A second troubling comment is the following:
Obama will nominate pro-abortion activist Elena Kagan this morning to become the next Supreme Court justice. Sign the
LifeNews.com/Students for Life petition to tell your U.S. senators you oppose her nomination.
Like Neoavatara, sertelt equates political opinions and judicial ones. There are plenty of pro-choice lawyers who recognize that Roe was a poor decision and should be overturned. There are also plenty of pro-lifers who would overturn it mainly because of the moral consequences of the ruling rather than the Constitutional shortcomings. Our system would be best served by the former in the judiciary and the later in the electoral process.
What’s more sertelt offers no evidence for the assertion. If I had to guess, I’d say that Kagan is likely pro-choice based on her associates. I can’t make that assertion definitively, though, because I have seen no direct evidence of it. 90% of my friends are liberals, yet it would be a mistake to assume that I am one. Let’s stick to assertions that we can back up with facts.
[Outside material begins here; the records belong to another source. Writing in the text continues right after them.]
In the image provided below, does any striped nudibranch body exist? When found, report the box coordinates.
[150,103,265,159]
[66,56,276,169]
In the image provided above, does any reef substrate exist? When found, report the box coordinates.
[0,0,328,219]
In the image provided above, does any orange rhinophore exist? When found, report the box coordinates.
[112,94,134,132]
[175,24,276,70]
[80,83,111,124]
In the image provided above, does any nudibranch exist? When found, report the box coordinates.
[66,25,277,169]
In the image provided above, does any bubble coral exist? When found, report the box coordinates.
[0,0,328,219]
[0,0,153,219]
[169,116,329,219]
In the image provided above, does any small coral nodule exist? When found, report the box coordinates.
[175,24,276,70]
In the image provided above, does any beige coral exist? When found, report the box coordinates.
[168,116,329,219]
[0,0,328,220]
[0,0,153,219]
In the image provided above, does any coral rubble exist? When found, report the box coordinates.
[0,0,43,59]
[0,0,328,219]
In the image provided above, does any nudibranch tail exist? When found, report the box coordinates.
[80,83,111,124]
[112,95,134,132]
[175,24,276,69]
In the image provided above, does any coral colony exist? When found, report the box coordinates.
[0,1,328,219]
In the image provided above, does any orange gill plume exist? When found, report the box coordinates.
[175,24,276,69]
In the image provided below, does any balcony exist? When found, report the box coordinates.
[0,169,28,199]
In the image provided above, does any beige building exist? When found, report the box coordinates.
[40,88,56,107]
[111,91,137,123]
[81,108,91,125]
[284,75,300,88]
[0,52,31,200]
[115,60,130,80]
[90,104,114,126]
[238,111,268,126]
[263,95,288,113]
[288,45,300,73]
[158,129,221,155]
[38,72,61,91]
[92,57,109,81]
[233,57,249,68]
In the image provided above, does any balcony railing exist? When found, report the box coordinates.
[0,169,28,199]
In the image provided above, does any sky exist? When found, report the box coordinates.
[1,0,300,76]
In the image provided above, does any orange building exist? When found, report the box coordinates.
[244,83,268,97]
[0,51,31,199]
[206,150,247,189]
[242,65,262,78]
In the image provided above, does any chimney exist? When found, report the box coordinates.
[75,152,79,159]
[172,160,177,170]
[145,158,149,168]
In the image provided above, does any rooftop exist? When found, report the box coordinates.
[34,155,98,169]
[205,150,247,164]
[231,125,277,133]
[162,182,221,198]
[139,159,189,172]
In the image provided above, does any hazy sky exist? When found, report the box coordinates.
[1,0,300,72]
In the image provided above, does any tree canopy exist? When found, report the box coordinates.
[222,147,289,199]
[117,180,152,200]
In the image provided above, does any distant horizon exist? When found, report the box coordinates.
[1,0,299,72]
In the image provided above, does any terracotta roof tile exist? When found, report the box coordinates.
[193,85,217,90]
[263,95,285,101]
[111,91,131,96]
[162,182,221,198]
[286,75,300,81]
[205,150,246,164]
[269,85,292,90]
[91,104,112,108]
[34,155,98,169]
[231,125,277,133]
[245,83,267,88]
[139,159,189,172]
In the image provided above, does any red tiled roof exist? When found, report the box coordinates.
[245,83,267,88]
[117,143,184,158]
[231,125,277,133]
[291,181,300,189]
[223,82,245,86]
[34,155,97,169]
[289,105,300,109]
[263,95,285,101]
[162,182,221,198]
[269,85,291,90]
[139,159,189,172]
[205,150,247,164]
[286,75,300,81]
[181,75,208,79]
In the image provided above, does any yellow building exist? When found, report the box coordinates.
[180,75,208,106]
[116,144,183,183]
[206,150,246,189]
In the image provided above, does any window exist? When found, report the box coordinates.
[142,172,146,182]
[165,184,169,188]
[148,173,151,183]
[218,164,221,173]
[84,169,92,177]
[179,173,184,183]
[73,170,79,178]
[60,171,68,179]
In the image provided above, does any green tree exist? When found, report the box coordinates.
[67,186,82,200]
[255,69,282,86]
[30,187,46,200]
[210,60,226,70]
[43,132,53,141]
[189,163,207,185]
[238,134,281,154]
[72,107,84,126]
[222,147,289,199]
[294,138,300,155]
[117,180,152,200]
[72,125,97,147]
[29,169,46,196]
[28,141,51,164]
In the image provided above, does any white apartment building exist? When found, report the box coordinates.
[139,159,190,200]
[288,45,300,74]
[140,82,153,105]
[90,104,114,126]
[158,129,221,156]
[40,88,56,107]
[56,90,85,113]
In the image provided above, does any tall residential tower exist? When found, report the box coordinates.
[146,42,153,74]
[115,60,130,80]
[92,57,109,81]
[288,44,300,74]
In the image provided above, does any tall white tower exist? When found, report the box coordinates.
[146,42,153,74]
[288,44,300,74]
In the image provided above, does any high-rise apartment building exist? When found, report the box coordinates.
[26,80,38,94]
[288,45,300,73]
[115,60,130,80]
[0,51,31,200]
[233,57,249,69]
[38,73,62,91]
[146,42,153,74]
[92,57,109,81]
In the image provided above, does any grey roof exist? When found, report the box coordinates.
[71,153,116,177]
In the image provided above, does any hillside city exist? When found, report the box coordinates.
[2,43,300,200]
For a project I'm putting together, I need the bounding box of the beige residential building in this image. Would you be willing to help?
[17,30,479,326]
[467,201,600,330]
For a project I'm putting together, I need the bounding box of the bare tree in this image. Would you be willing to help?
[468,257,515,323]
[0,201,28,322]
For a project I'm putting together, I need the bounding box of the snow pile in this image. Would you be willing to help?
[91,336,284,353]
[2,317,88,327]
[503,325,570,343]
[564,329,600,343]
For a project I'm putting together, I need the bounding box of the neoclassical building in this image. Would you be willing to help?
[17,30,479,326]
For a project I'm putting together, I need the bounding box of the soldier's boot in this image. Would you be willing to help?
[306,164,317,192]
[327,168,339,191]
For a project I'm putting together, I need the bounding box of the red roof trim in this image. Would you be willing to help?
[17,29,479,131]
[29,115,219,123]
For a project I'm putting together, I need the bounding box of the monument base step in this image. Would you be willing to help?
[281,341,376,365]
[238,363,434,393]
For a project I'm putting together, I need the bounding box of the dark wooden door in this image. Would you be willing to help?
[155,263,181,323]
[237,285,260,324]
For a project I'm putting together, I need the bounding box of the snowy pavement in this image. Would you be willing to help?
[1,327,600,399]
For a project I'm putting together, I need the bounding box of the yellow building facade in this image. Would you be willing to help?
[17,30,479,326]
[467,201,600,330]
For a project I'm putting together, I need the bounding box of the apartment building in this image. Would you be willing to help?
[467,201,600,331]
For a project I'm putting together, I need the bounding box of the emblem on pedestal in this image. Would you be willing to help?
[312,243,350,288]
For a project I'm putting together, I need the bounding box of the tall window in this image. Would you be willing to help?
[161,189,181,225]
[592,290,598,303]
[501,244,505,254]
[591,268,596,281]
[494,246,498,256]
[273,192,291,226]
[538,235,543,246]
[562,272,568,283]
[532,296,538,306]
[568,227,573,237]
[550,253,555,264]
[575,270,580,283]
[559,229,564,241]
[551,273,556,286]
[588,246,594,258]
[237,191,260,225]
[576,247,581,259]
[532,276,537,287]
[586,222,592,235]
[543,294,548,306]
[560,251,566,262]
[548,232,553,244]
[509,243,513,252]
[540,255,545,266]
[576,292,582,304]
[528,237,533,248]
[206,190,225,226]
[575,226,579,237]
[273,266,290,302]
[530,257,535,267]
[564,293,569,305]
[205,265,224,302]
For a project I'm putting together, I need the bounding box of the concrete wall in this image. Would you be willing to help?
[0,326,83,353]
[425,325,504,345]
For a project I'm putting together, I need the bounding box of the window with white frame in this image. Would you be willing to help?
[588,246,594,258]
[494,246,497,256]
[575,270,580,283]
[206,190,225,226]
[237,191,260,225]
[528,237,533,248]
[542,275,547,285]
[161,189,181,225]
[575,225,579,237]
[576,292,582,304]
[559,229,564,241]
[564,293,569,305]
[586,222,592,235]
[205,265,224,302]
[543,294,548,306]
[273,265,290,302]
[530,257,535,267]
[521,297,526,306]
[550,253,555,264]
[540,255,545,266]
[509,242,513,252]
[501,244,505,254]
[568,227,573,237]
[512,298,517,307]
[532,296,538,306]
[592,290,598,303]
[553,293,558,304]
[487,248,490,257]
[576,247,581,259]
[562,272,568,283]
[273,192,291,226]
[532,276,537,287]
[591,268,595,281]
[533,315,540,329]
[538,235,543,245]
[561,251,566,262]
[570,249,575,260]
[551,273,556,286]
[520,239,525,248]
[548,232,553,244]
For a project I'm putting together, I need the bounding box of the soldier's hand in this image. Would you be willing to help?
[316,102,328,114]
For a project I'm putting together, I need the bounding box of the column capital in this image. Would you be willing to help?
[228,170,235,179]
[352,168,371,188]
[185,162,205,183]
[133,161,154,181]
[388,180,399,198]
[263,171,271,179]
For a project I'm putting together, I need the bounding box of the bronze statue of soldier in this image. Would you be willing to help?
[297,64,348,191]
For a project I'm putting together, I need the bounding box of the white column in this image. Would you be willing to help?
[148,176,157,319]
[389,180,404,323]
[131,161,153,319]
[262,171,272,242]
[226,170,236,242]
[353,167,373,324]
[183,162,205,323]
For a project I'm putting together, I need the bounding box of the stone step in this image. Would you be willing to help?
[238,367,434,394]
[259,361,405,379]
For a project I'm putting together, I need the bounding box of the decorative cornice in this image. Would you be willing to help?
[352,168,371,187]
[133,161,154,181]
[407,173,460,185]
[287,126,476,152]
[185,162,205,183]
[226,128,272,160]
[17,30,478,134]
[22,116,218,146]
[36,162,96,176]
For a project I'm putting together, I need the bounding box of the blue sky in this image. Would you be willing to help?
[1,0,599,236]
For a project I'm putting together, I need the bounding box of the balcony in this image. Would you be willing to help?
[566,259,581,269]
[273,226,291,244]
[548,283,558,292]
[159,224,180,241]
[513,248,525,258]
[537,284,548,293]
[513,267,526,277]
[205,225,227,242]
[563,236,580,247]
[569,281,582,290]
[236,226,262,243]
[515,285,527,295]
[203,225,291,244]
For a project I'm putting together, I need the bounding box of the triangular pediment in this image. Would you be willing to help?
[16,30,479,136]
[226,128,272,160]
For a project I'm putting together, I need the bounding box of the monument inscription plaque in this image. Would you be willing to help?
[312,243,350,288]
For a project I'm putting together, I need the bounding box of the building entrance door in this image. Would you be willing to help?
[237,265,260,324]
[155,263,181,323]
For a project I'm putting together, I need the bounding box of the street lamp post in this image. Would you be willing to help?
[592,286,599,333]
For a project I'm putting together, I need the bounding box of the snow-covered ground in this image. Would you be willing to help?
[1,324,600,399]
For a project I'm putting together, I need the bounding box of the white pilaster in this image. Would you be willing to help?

The final quote is the one that I found most disturbing.
The Kagan nomination should be pigeon holed, deferred, stuffed into a shoe box, until a Senate that more closely represents the American people is present to vote on her nomination. After the Abomination, the subversion of the Constitution, the legislative travesty that was Obamacare, the American people deserve and demand that much. The inexorable march to a Communist State must stop with Kagan. We’ll talk about your Supreme Court Nominee after the new Congress is sworn in 2011, Mr Obama.
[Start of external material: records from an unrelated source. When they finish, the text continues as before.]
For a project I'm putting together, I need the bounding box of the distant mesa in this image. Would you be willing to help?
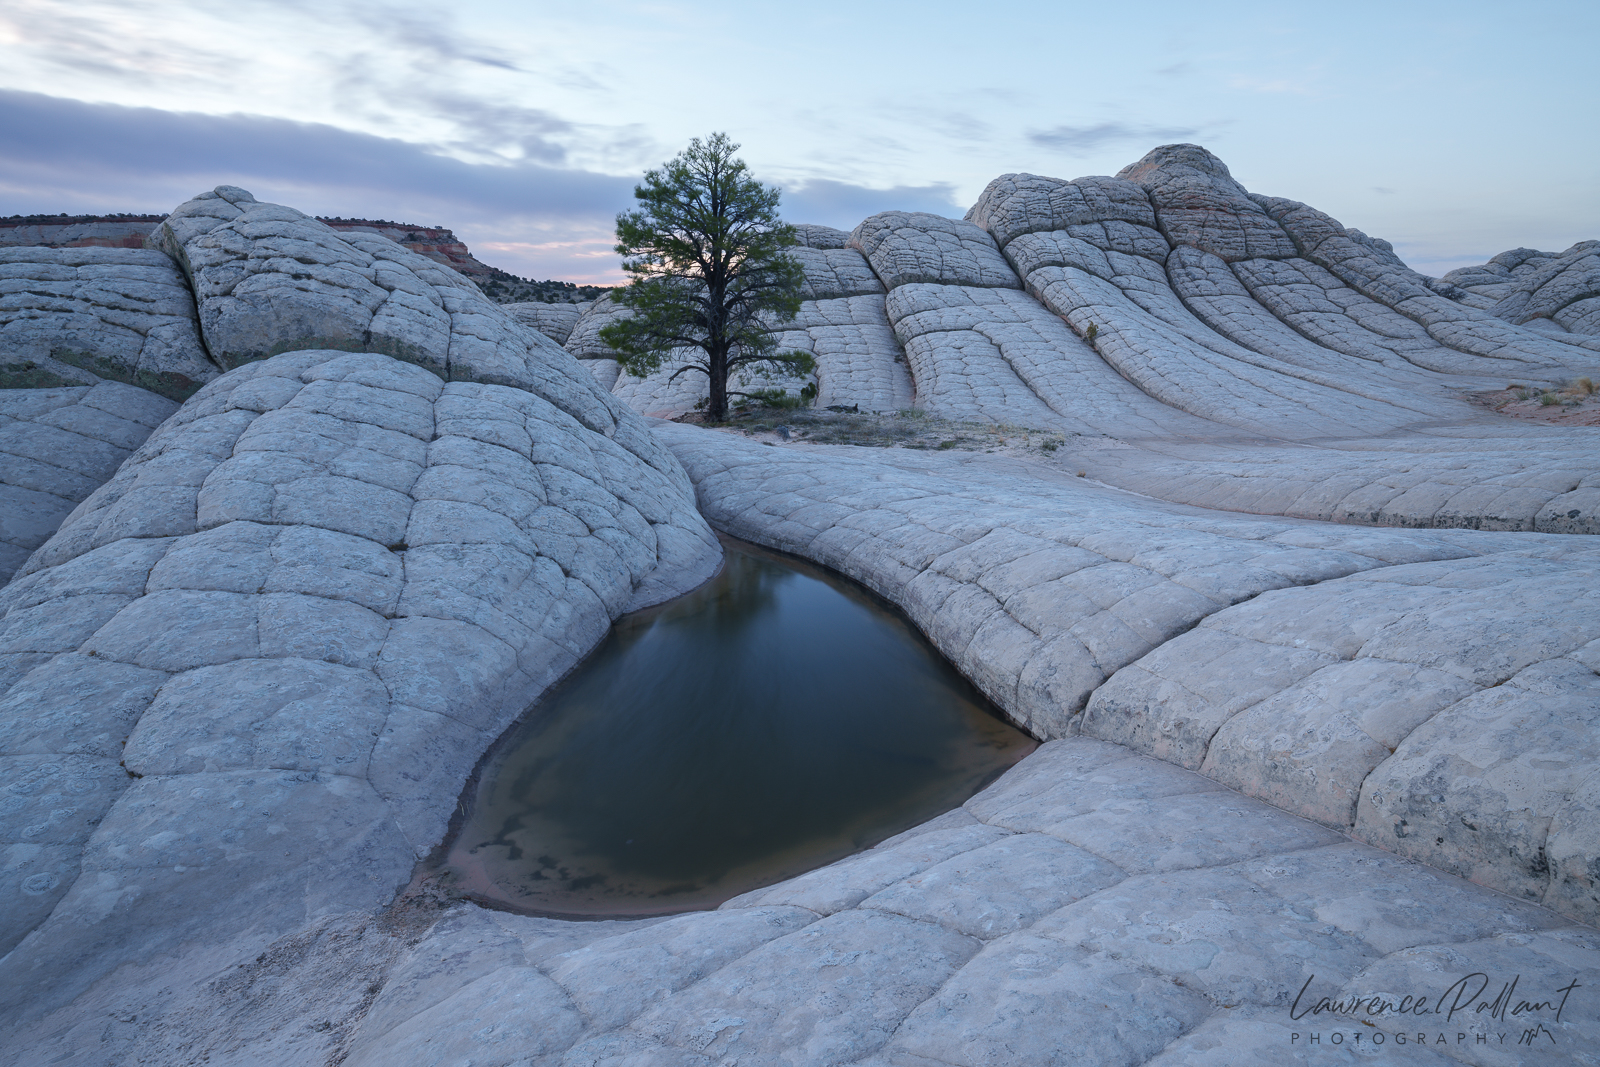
[0,213,166,250]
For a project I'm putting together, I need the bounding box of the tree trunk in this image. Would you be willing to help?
[707,343,729,421]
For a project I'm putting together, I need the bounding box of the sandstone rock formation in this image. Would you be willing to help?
[661,428,1600,917]
[1,151,1597,1066]
[0,211,601,308]
[581,147,1595,543]
[0,246,216,398]
[0,187,722,1061]
[504,300,593,345]
[1444,241,1600,335]
[314,219,499,281]
[339,739,1597,1067]
[0,383,177,583]
[0,348,717,1004]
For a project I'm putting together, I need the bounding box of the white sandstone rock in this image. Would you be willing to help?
[851,211,1021,290]
[0,383,179,583]
[504,300,589,344]
[0,348,718,1044]
[0,246,216,399]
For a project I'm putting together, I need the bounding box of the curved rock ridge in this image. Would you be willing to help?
[138,183,696,512]
[0,351,719,1026]
[657,426,1600,927]
[586,147,1595,508]
[1250,194,1600,362]
[504,300,593,345]
[965,172,1158,246]
[853,146,1595,534]
[1116,144,1300,263]
[819,151,1595,462]
[1061,425,1600,535]
[1,187,703,589]
[148,186,620,408]
[1444,241,1600,334]
[0,383,178,584]
[975,156,1578,439]
[562,292,630,361]
[883,279,1219,434]
[1087,550,1600,916]
[790,245,885,301]
[0,246,217,399]
[778,296,913,411]
[791,223,852,249]
[850,211,1022,291]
No. Barack Obama is the President of the United States. He won. We lost. We also lost a majority of Senate seats, meaning that the Democrats, should they stay even reasonably unified, have the right to confirm her, along with whatever Republicans may see fit to do so. We have every right to fight the nomination, but holding it off until after the new Congress is sworn in is not an option. That’s what the Constitution requires.
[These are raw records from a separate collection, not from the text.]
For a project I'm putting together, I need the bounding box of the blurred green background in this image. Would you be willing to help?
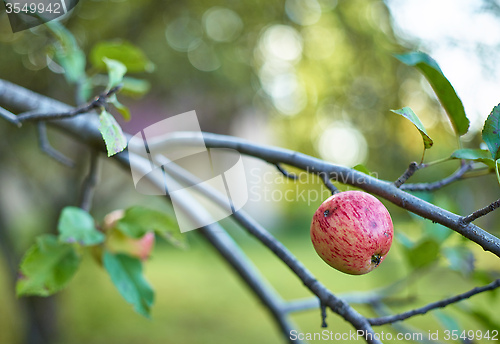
[1,0,500,343]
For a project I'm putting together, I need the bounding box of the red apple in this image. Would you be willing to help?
[310,191,393,275]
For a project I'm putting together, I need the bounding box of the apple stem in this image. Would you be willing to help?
[275,163,298,180]
[319,171,339,195]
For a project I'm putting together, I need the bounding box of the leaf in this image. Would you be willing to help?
[98,109,127,157]
[434,309,462,332]
[103,58,127,91]
[107,94,131,121]
[116,206,185,248]
[395,52,469,136]
[395,232,414,249]
[443,246,475,277]
[103,251,154,318]
[423,222,453,244]
[58,206,105,246]
[46,21,86,84]
[457,304,500,330]
[391,107,433,149]
[353,164,371,175]
[121,77,151,98]
[90,40,155,73]
[450,149,495,168]
[405,239,440,269]
[482,104,500,159]
[496,159,500,187]
[16,235,81,297]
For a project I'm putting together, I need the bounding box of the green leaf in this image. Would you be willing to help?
[450,148,495,168]
[443,246,474,277]
[108,94,131,121]
[423,222,453,244]
[116,206,185,248]
[391,107,433,149]
[434,309,461,332]
[405,239,440,269]
[482,104,500,159]
[46,21,86,84]
[353,164,371,175]
[58,206,105,246]
[103,251,154,318]
[98,109,127,157]
[121,77,151,98]
[495,159,500,187]
[395,232,414,249]
[457,304,500,330]
[395,52,469,136]
[16,235,81,297]
[103,58,127,91]
[90,40,155,73]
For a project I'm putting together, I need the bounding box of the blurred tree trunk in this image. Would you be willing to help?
[0,204,59,344]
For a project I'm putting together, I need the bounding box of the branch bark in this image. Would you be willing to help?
[368,278,500,326]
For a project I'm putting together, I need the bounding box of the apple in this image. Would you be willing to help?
[102,210,155,261]
[310,191,393,275]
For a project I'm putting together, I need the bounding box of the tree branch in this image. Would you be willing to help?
[399,163,473,192]
[0,106,20,127]
[319,171,339,194]
[462,198,500,224]
[394,162,420,187]
[370,301,443,344]
[367,278,500,326]
[79,151,101,212]
[36,122,74,167]
[16,85,121,123]
[139,131,500,258]
[275,163,298,180]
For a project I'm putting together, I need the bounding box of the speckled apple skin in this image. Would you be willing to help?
[310,191,393,275]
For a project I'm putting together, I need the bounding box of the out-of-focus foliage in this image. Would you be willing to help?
[2,0,500,343]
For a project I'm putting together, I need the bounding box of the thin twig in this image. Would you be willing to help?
[36,122,74,167]
[319,171,338,194]
[394,162,419,187]
[79,151,101,212]
[0,106,20,127]
[400,163,473,192]
[462,198,500,223]
[367,278,500,326]
[320,301,328,328]
[370,301,444,344]
[16,85,121,123]
[275,163,298,180]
In closing, I’d like to offer a word of caution as to what could have happened, and what still could. We could have seen someone who has already shown contempt for the Constitution. We could have seen a redux of the President’s first Supreme Court nominee. We could have before us someone who would be nearly certain to be a results-oriented Justice. The Solicitor General may yet prove similar to Justice Sotomayor, and we must watch closely over the next couple of months to see if she is. It would even be fair to say that the burden of proof is on her to show that she will respect the Constitution and will apply it to the cases before her rather than manipulating or ignoring it to bring about a desired result. Anyone currently making assertions that they fail to back up, though, will only cost our side credibility as the process moves forward. In a worst case scenario, it could even end up defeating a nominee who might respect the Constitution and lead to the nomination of someone who would readily set it on fire.